The ground of four main beats is maintained throughout the piece. The bass switches to 4/4 at 2:20. Ron Carter’s 4/4 figure is known as tresillo in Afro-Cuban music and is the duple-pulse correlative of the 12/8 figure. This may have been the first overt expression of systemic, African-based cross-rhythm used by a straight ahead jazz group. During Davis’s first trumpet solo, Williams shifts to a 4/4 jazz ride pattern while Carter continues the 12/8 bass line.

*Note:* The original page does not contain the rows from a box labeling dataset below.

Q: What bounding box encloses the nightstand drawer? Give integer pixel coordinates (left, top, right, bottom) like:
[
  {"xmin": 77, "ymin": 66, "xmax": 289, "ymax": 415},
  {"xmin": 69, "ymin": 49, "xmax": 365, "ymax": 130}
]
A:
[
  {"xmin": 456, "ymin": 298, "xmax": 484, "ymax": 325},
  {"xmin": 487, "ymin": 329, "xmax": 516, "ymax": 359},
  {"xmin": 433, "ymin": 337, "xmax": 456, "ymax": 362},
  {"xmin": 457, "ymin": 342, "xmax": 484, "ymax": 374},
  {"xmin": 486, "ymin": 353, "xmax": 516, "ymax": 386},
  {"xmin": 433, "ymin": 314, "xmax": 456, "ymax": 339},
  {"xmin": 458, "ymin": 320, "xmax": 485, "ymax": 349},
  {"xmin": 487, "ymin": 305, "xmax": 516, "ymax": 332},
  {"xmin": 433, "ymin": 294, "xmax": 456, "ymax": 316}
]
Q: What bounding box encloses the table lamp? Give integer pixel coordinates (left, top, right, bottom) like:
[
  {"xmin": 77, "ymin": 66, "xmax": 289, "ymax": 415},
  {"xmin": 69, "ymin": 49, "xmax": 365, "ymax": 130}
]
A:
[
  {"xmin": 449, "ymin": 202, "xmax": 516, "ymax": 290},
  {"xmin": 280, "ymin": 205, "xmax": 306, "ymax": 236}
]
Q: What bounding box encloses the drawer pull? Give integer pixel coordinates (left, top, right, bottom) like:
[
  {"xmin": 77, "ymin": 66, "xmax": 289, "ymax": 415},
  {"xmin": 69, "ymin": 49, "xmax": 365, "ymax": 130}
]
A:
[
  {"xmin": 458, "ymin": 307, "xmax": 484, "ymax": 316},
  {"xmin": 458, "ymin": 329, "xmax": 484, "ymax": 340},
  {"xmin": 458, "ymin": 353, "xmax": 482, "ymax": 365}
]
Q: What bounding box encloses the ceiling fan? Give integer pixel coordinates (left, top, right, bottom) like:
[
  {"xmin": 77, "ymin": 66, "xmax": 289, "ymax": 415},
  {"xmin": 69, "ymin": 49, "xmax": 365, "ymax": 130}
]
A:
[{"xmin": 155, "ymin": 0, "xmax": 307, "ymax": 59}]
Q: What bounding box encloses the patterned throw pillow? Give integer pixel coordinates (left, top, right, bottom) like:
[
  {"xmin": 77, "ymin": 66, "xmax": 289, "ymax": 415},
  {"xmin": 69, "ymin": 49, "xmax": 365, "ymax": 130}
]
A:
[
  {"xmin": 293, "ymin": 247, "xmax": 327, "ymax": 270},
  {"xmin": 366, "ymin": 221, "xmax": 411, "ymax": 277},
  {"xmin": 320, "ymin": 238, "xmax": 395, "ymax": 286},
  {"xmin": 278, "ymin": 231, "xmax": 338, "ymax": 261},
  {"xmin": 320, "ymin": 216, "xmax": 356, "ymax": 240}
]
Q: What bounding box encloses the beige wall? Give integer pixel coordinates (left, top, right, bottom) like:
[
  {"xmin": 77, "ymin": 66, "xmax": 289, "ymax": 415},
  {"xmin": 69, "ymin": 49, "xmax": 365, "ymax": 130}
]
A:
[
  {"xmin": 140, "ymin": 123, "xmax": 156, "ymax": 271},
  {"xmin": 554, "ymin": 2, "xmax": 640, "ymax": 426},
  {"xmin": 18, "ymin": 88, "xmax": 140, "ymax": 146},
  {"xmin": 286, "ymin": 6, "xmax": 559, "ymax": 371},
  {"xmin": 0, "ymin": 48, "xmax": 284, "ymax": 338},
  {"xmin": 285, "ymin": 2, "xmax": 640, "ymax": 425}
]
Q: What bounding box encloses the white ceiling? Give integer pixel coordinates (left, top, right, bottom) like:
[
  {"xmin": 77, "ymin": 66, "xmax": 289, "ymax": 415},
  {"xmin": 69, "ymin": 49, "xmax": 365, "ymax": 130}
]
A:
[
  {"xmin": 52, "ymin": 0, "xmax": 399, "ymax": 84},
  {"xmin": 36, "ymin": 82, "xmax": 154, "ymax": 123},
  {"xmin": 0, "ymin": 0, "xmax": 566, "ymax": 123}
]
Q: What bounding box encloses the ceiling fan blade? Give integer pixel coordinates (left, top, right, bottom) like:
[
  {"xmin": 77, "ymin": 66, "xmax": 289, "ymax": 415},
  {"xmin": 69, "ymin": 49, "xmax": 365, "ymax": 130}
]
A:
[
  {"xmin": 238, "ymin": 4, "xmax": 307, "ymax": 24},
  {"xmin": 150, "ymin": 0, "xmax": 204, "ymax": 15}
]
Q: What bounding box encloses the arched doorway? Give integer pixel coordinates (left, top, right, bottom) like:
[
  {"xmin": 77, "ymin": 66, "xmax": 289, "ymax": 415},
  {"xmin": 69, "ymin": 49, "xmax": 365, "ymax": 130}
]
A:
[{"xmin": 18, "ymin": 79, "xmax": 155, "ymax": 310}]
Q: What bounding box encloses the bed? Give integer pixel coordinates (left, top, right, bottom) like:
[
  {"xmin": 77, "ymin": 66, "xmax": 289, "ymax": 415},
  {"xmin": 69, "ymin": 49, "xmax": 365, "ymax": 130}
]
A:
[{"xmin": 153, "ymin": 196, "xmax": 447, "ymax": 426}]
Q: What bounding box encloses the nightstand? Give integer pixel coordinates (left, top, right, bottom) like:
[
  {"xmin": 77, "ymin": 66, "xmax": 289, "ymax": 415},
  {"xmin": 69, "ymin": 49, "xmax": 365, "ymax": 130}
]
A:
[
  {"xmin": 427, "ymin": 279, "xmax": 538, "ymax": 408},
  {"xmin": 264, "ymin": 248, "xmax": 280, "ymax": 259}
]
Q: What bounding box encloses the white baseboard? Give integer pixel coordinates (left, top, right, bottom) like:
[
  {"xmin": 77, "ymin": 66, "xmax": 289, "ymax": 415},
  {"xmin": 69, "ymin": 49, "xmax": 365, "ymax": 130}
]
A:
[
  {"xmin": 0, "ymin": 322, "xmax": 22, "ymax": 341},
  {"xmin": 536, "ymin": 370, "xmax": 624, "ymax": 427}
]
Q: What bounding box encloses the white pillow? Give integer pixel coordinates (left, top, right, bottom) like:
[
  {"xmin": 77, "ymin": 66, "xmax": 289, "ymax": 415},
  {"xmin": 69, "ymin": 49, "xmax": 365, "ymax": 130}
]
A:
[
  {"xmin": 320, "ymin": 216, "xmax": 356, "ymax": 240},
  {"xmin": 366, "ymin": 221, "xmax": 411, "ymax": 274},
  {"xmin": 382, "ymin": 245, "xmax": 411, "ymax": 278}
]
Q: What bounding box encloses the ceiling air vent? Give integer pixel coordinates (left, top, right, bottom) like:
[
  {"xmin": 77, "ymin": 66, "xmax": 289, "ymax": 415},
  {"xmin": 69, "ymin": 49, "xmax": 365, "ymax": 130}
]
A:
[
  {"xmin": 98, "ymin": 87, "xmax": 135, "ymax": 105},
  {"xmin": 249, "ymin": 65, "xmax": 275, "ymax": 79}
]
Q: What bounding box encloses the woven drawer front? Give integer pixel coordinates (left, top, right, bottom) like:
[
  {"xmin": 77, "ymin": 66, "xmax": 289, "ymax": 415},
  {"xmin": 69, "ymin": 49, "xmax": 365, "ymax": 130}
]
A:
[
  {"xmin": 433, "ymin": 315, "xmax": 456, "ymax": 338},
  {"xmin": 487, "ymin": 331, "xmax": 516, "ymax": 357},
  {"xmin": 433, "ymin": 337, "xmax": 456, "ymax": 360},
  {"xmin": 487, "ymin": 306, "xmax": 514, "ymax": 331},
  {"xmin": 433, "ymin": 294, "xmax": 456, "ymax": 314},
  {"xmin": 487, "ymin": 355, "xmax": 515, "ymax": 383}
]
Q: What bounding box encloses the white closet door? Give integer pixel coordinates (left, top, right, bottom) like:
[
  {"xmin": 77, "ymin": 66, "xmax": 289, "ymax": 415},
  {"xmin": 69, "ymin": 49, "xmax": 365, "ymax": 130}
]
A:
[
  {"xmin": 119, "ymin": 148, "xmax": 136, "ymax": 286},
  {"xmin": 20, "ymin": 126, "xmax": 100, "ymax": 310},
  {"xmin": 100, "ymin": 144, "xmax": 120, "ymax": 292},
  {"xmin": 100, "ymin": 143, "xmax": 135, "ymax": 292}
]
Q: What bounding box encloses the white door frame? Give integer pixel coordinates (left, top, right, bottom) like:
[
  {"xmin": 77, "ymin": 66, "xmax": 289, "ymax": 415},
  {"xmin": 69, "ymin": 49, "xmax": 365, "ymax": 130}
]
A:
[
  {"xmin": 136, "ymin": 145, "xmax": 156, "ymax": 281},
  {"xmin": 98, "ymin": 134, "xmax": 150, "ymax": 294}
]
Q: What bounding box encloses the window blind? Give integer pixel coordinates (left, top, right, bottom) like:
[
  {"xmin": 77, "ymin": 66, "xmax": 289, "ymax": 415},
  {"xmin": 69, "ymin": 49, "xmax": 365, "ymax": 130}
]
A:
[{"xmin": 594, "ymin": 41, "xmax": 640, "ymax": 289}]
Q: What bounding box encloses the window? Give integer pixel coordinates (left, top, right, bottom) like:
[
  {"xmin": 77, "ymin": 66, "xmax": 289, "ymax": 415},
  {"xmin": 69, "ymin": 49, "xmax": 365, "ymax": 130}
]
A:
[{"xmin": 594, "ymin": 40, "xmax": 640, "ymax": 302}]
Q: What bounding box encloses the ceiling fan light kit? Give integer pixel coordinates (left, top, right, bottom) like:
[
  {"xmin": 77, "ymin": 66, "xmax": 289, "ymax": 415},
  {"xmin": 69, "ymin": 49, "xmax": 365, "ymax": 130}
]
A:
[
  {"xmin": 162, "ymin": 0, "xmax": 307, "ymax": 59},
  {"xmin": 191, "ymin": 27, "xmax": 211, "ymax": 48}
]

The following example shows the 12/8 and 4/4 forms of the bass line. The slashed noteheads indicate the main beats (not bass notes), where one ordinarily taps their foot to "keep time."

==Harmony==
Harmonically, "Footprints" takes the form of a 12-bar C minor blues, but this is masked not only by its triple time signature but by its avant garde turnaround. In the key of C minor, a normal turnaround would be Dm^{7(♭5)}, G^{7}, Cm^{7}. But Shorter doubles the harmonic rhythm of the turnaround, and the progression reads: F♯m^{9(♭5)}, F^{7(♯11)}, E^{9(♭5)}, A^{7(♯9)}, Cm^{7}. In jazz jam sessions and for educational purposes, players often choose D^{7(♯11)} D♭^{7(♯11)} Cm^{7} as turnaround, which also fits with the original melody.

==Notable covers==
- Kenny Barron included the composition in his 2004 studio album Images.